私は呆気にとられました。
好々爺で抜群に人当たりの良いNさんと、どちらかといえば
無愛想で話すのが苦手な私。何からなにまで正反対で、とても
似ている部分があるようには思えなかったのです。
困惑している私を見て、Yは言葉を続けました。
「…目が似ています」と。
”目”?
以前Yは私に言いました。
寂しそうな目をしている、と。
そう言われた時、私は必死に心の奥底に隠していた秘密、
傷つきやすく繊細な幼い自分の姿を見透かされたようで、
Yに対して恐怖心にも似た畏れを抱きました。
誰にも見せたことのない弱みをさらけ出す怖さ。
その弱さを乗り越えたからこそ、Yは、その繊細な感受性で、
私を包み込んでくれました。

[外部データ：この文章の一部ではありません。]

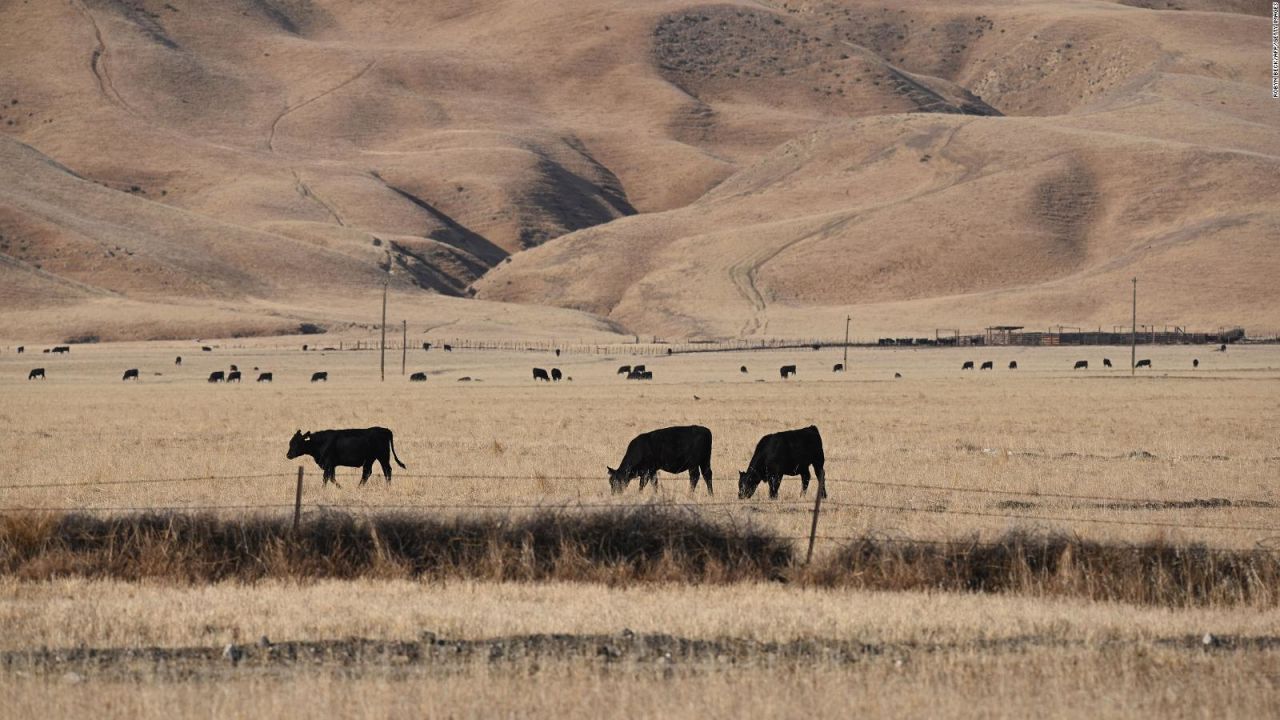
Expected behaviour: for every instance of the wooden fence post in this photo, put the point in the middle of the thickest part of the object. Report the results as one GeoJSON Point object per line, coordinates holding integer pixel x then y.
{"type": "Point", "coordinates": [297, 505]}
{"type": "Point", "coordinates": [813, 528]}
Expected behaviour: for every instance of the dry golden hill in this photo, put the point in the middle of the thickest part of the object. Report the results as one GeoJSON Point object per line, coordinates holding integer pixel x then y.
{"type": "Point", "coordinates": [177, 168]}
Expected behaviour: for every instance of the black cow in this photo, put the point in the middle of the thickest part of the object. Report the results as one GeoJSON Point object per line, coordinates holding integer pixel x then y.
{"type": "Point", "coordinates": [789, 452]}
{"type": "Point", "coordinates": [347, 449]}
{"type": "Point", "coordinates": [671, 450]}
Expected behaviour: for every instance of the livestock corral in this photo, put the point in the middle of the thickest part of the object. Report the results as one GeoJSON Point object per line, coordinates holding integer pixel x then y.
{"type": "Point", "coordinates": [1041, 540]}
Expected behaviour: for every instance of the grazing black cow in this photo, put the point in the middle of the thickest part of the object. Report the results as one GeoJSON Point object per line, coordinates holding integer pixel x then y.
{"type": "Point", "coordinates": [789, 452]}
{"type": "Point", "coordinates": [347, 449]}
{"type": "Point", "coordinates": [671, 450]}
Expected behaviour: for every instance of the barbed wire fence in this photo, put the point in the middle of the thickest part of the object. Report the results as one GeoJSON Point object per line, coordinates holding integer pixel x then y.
{"type": "Point", "coordinates": [1269, 542]}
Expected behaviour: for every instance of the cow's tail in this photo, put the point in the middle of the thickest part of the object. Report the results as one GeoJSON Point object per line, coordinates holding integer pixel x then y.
{"type": "Point", "coordinates": [391, 440]}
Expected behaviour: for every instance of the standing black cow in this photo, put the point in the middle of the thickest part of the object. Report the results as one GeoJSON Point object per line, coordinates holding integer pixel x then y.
{"type": "Point", "coordinates": [789, 452]}
{"type": "Point", "coordinates": [347, 449]}
{"type": "Point", "coordinates": [671, 450]}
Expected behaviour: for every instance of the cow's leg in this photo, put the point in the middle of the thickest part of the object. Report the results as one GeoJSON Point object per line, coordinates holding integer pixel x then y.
{"type": "Point", "coordinates": [775, 483]}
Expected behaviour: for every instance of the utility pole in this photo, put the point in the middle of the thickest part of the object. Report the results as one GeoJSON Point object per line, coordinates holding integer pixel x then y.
{"type": "Point", "coordinates": [848, 318]}
{"type": "Point", "coordinates": [383, 345]}
{"type": "Point", "coordinates": [1133, 337]}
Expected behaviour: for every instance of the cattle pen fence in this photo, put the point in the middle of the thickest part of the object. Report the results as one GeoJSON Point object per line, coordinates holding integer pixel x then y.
{"type": "Point", "coordinates": [1010, 510]}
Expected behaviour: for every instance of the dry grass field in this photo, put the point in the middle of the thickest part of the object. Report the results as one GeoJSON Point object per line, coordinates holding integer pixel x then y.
{"type": "Point", "coordinates": [1175, 455]}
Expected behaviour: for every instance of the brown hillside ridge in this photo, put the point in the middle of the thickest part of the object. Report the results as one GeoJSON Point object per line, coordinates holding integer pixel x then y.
{"type": "Point", "coordinates": [603, 168]}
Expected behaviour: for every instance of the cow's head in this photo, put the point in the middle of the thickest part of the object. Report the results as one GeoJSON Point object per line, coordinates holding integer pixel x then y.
{"type": "Point", "coordinates": [298, 443]}
{"type": "Point", "coordinates": [617, 481]}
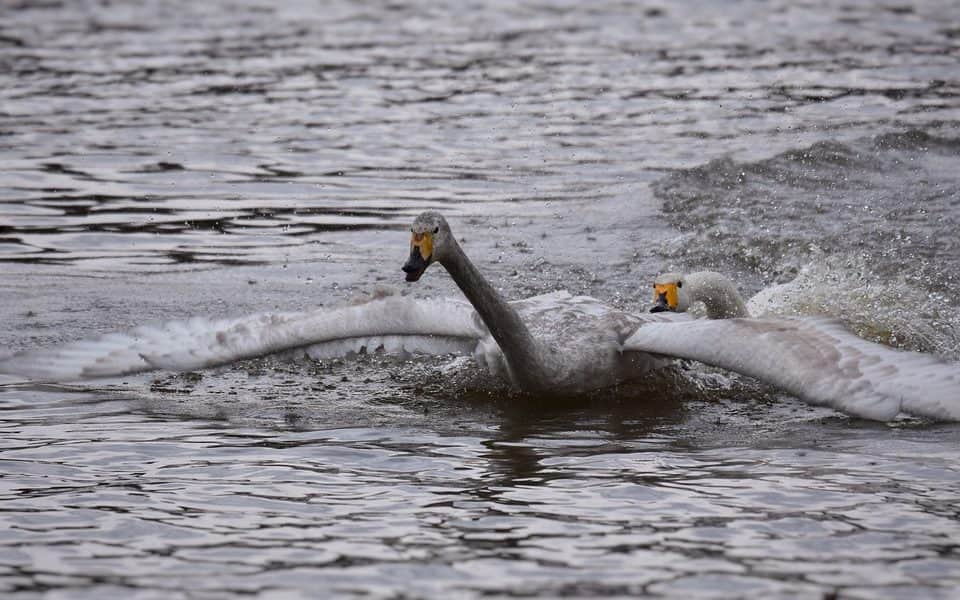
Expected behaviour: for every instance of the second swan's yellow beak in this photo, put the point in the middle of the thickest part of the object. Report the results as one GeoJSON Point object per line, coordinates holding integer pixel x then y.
{"type": "Point", "coordinates": [421, 253]}
{"type": "Point", "coordinates": [664, 297]}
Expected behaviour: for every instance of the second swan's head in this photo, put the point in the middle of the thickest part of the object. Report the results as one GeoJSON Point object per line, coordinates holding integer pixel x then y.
{"type": "Point", "coordinates": [668, 294]}
{"type": "Point", "coordinates": [430, 240]}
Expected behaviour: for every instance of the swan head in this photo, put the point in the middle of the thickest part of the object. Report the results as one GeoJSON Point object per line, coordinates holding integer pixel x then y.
{"type": "Point", "coordinates": [668, 293]}
{"type": "Point", "coordinates": [429, 243]}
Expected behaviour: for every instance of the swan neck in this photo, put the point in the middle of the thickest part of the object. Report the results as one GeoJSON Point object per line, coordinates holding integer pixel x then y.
{"type": "Point", "coordinates": [502, 320]}
{"type": "Point", "coordinates": [717, 293]}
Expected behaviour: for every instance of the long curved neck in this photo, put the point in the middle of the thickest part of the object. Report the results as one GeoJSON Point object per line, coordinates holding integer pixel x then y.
{"type": "Point", "coordinates": [718, 294]}
{"type": "Point", "coordinates": [519, 347]}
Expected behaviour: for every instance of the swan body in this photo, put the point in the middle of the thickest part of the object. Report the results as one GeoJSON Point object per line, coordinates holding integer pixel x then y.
{"type": "Point", "coordinates": [815, 359]}
{"type": "Point", "coordinates": [553, 342]}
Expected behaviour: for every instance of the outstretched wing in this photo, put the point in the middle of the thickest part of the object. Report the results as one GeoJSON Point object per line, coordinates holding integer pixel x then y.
{"type": "Point", "coordinates": [398, 323]}
{"type": "Point", "coordinates": [817, 360]}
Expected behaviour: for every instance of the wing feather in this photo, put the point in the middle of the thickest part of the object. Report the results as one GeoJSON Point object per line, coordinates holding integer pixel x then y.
{"type": "Point", "coordinates": [817, 360]}
{"type": "Point", "coordinates": [440, 325]}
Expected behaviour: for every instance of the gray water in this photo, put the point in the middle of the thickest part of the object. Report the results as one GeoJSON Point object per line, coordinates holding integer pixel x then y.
{"type": "Point", "coordinates": [164, 160]}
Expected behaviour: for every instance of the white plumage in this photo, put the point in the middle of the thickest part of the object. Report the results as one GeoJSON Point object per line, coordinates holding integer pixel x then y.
{"type": "Point", "coordinates": [553, 342]}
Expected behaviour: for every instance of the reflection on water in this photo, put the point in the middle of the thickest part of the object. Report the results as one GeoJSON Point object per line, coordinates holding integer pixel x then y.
{"type": "Point", "coordinates": [162, 160]}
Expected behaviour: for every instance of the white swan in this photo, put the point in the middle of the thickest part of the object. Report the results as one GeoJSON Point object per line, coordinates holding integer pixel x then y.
{"type": "Point", "coordinates": [815, 359]}
{"type": "Point", "coordinates": [555, 342]}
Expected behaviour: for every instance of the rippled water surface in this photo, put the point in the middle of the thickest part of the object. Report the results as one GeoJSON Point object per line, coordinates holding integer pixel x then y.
{"type": "Point", "coordinates": [163, 160]}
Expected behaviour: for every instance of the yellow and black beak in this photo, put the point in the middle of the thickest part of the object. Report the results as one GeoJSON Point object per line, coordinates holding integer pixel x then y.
{"type": "Point", "coordinates": [421, 254]}
{"type": "Point", "coordinates": [664, 297]}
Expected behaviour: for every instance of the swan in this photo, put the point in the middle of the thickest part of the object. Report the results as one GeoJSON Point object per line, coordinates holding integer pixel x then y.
{"type": "Point", "coordinates": [814, 358]}
{"type": "Point", "coordinates": [555, 342]}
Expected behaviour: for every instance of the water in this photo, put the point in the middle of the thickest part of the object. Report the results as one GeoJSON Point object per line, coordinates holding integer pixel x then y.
{"type": "Point", "coordinates": [174, 159]}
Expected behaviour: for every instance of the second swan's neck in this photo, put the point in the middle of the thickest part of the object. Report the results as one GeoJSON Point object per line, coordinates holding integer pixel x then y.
{"type": "Point", "coordinates": [519, 348]}
{"type": "Point", "coordinates": [718, 294]}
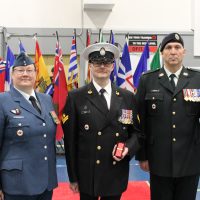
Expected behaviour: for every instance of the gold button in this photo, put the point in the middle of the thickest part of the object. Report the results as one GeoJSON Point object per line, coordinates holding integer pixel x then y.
{"type": "Point", "coordinates": [99, 147]}
{"type": "Point", "coordinates": [98, 162]}
{"type": "Point", "coordinates": [99, 133]}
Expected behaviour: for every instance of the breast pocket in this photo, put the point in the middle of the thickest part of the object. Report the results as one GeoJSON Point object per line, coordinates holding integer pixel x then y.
{"type": "Point", "coordinates": [154, 102]}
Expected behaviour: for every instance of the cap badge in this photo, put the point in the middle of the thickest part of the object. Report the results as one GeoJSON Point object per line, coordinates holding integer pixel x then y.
{"type": "Point", "coordinates": [20, 132]}
{"type": "Point", "coordinates": [102, 51]}
{"type": "Point", "coordinates": [177, 37]}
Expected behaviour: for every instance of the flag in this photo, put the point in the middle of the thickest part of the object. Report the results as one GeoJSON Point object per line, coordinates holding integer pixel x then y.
{"type": "Point", "coordinates": [10, 59]}
{"type": "Point", "coordinates": [21, 47]}
{"type": "Point", "coordinates": [87, 69]}
{"type": "Point", "coordinates": [155, 63]}
{"type": "Point", "coordinates": [113, 75]}
{"type": "Point", "coordinates": [60, 88]}
{"type": "Point", "coordinates": [125, 68]}
{"type": "Point", "coordinates": [142, 65]}
{"type": "Point", "coordinates": [43, 81]}
{"type": "Point", "coordinates": [73, 66]}
{"type": "Point", "coordinates": [2, 74]}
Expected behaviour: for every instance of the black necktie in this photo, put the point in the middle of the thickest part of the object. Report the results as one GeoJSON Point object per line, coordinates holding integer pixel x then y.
{"type": "Point", "coordinates": [172, 76]}
{"type": "Point", "coordinates": [33, 101]}
{"type": "Point", "coordinates": [103, 98]}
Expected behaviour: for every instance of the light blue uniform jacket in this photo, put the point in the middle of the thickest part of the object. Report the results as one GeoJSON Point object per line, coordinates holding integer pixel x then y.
{"type": "Point", "coordinates": [27, 145]}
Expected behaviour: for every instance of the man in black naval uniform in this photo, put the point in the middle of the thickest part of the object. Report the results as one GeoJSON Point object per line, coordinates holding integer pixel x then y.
{"type": "Point", "coordinates": [27, 137]}
{"type": "Point", "coordinates": [169, 107]}
{"type": "Point", "coordinates": [96, 117]}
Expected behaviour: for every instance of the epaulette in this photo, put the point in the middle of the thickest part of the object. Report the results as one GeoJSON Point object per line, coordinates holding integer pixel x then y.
{"type": "Point", "coordinates": [192, 69]}
{"type": "Point", "coordinates": [150, 71]}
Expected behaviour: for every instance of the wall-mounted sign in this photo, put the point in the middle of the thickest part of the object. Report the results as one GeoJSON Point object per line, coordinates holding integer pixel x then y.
{"type": "Point", "coordinates": [137, 42]}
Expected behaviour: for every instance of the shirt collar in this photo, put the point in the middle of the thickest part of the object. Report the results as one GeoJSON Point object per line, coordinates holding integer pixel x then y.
{"type": "Point", "coordinates": [107, 87]}
{"type": "Point", "coordinates": [25, 95]}
{"type": "Point", "coordinates": [177, 73]}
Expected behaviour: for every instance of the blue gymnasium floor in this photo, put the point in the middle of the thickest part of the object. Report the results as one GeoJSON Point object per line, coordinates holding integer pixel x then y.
{"type": "Point", "coordinates": [136, 174]}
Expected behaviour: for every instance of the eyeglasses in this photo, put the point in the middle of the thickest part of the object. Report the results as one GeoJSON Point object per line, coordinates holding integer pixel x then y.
{"type": "Point", "coordinates": [22, 71]}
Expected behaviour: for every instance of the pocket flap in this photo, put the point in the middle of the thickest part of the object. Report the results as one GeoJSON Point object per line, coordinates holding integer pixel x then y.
{"type": "Point", "coordinates": [154, 96]}
{"type": "Point", "coordinates": [11, 165]}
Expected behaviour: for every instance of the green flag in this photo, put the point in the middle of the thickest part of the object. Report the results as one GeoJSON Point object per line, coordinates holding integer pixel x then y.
{"type": "Point", "coordinates": [155, 63]}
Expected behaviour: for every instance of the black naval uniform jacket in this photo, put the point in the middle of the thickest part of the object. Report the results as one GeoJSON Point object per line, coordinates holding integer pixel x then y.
{"type": "Point", "coordinates": [170, 123]}
{"type": "Point", "coordinates": [90, 135]}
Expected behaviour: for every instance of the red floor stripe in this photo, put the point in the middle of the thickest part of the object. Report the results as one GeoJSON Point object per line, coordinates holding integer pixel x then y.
{"type": "Point", "coordinates": [137, 190]}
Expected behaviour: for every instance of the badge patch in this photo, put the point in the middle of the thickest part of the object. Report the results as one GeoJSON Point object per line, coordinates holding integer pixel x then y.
{"type": "Point", "coordinates": [126, 117]}
{"type": "Point", "coordinates": [16, 111]}
{"type": "Point", "coordinates": [20, 132]}
{"type": "Point", "coordinates": [54, 117]}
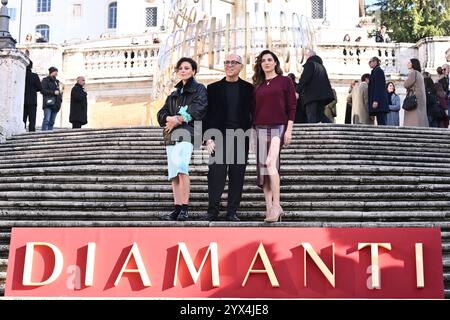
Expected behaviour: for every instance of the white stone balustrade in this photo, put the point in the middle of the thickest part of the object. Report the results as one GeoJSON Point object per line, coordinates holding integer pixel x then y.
{"type": "Point", "coordinates": [113, 62]}
{"type": "Point", "coordinates": [351, 59]}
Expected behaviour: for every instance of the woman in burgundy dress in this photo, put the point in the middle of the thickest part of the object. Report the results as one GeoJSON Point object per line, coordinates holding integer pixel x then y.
{"type": "Point", "coordinates": [273, 119]}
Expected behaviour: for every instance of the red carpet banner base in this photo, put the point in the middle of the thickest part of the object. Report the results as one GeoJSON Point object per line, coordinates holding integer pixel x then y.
{"type": "Point", "coordinates": [226, 263]}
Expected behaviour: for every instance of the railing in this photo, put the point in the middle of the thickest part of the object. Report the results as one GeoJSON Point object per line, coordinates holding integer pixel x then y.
{"type": "Point", "coordinates": [346, 58]}
{"type": "Point", "coordinates": [112, 62]}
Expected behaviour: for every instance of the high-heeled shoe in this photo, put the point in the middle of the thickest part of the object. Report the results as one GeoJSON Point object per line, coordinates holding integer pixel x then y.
{"type": "Point", "coordinates": [276, 218]}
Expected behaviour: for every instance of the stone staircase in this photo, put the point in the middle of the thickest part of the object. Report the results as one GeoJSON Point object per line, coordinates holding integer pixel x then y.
{"type": "Point", "coordinates": [333, 176]}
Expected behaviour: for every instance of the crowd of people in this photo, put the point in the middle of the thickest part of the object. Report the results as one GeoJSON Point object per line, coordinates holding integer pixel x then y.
{"type": "Point", "coordinates": [52, 97]}
{"type": "Point", "coordinates": [236, 116]}
{"type": "Point", "coordinates": [433, 99]}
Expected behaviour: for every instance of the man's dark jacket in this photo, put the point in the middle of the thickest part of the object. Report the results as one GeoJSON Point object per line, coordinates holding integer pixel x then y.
{"type": "Point", "coordinates": [78, 105]}
{"type": "Point", "coordinates": [314, 84]}
{"type": "Point", "coordinates": [216, 116]}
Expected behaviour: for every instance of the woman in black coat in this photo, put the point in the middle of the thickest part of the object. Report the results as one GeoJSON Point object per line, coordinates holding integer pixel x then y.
{"type": "Point", "coordinates": [378, 102]}
{"type": "Point", "coordinates": [78, 104]}
{"type": "Point", "coordinates": [183, 106]}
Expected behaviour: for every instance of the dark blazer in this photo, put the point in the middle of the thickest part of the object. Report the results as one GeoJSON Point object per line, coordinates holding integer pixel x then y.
{"type": "Point", "coordinates": [49, 86]}
{"type": "Point", "coordinates": [377, 91]}
{"type": "Point", "coordinates": [78, 105]}
{"type": "Point", "coordinates": [193, 94]}
{"type": "Point", "coordinates": [216, 116]}
{"type": "Point", "coordinates": [314, 84]}
{"type": "Point", "coordinates": [32, 87]}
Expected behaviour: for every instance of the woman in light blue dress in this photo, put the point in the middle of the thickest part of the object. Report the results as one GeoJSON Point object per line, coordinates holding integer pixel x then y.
{"type": "Point", "coordinates": [183, 107]}
{"type": "Point", "coordinates": [394, 106]}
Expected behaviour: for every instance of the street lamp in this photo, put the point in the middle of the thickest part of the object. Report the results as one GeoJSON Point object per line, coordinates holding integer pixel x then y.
{"type": "Point", "coordinates": [6, 41]}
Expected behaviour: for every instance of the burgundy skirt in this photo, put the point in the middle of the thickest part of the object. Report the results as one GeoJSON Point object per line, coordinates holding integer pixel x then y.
{"type": "Point", "coordinates": [264, 136]}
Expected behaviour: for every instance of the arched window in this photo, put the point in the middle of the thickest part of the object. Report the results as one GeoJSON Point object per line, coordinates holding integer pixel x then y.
{"type": "Point", "coordinates": [317, 9]}
{"type": "Point", "coordinates": [44, 30]}
{"type": "Point", "coordinates": [44, 5]}
{"type": "Point", "coordinates": [112, 15]}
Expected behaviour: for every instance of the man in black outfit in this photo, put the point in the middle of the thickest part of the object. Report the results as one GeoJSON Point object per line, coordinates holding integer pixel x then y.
{"type": "Point", "coordinates": [229, 112]}
{"type": "Point", "coordinates": [32, 87]}
{"type": "Point", "coordinates": [78, 104]}
{"type": "Point", "coordinates": [315, 88]}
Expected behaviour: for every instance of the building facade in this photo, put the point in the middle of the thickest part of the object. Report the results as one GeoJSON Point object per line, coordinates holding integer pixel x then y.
{"type": "Point", "coordinates": [69, 21]}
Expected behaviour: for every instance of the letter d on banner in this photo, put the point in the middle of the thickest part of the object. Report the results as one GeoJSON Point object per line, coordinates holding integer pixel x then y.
{"type": "Point", "coordinates": [28, 267]}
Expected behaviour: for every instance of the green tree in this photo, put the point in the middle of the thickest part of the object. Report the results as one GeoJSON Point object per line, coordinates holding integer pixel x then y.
{"type": "Point", "coordinates": [411, 20]}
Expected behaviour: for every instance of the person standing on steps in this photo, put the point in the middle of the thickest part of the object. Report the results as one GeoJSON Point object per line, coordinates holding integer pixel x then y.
{"type": "Point", "coordinates": [315, 88]}
{"type": "Point", "coordinates": [32, 87]}
{"type": "Point", "coordinates": [415, 82]}
{"type": "Point", "coordinates": [52, 99]}
{"type": "Point", "coordinates": [378, 104]}
{"type": "Point", "coordinates": [360, 102]}
{"type": "Point", "coordinates": [229, 112]}
{"type": "Point", "coordinates": [78, 104]}
{"type": "Point", "coordinates": [273, 119]}
{"type": "Point", "coordinates": [185, 105]}
{"type": "Point", "coordinates": [393, 118]}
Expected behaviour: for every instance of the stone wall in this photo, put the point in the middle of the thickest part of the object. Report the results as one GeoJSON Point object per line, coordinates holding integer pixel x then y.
{"type": "Point", "coordinates": [12, 88]}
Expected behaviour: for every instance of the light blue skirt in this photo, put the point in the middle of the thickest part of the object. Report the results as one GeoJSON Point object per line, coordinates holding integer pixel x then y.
{"type": "Point", "coordinates": [178, 158]}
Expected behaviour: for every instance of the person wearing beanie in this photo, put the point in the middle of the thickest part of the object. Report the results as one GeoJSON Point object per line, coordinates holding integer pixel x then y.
{"type": "Point", "coordinates": [52, 98]}
{"type": "Point", "coordinates": [32, 87]}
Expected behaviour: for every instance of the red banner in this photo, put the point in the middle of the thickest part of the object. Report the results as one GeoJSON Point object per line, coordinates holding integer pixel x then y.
{"type": "Point", "coordinates": [226, 262]}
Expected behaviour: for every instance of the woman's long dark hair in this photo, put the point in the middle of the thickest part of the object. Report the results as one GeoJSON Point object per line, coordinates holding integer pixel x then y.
{"type": "Point", "coordinates": [259, 76]}
{"type": "Point", "coordinates": [416, 64]}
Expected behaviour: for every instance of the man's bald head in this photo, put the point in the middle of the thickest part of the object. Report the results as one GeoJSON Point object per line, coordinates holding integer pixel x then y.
{"type": "Point", "coordinates": [233, 57]}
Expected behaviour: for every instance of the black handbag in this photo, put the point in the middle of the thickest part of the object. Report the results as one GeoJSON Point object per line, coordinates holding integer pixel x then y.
{"type": "Point", "coordinates": [50, 102]}
{"type": "Point", "coordinates": [410, 102]}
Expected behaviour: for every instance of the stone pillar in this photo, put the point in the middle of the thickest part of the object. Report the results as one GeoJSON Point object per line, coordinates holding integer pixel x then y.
{"type": "Point", "coordinates": [12, 82]}
{"type": "Point", "coordinates": [12, 88]}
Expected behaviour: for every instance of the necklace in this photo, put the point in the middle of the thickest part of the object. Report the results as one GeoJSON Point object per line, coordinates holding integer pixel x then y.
{"type": "Point", "coordinates": [269, 80]}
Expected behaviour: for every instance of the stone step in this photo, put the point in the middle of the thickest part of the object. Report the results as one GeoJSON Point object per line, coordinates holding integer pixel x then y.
{"type": "Point", "coordinates": [153, 186]}
{"type": "Point", "coordinates": [307, 128]}
{"type": "Point", "coordinates": [149, 158]}
{"type": "Point", "coordinates": [325, 148]}
{"type": "Point", "coordinates": [291, 215]}
{"type": "Point", "coordinates": [119, 153]}
{"type": "Point", "coordinates": [296, 142]}
{"type": "Point", "coordinates": [297, 180]}
{"type": "Point", "coordinates": [298, 137]}
{"type": "Point", "coordinates": [203, 169]}
{"type": "Point", "coordinates": [339, 205]}
{"type": "Point", "coordinates": [243, 224]}
{"type": "Point", "coordinates": [388, 161]}
{"type": "Point", "coordinates": [256, 196]}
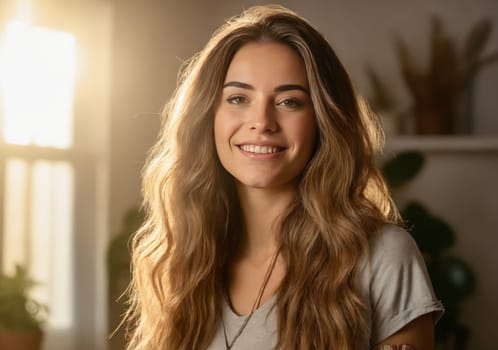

だからこそ、今の関係があるのです。
まさか、今になってそのことを指摘されるとは。
それも、Nさんと似ていると言われるとは思ってもいなかったのです。
真意を受け取りかねました。
私は恐る恐る、以前Yが私に言った時のことか?と尋ねました。
Yは少し考えた末に、
「今は上手く言葉に出来ません」と首を振りました。
私はそれ以上追求することを、この時点では諦めました。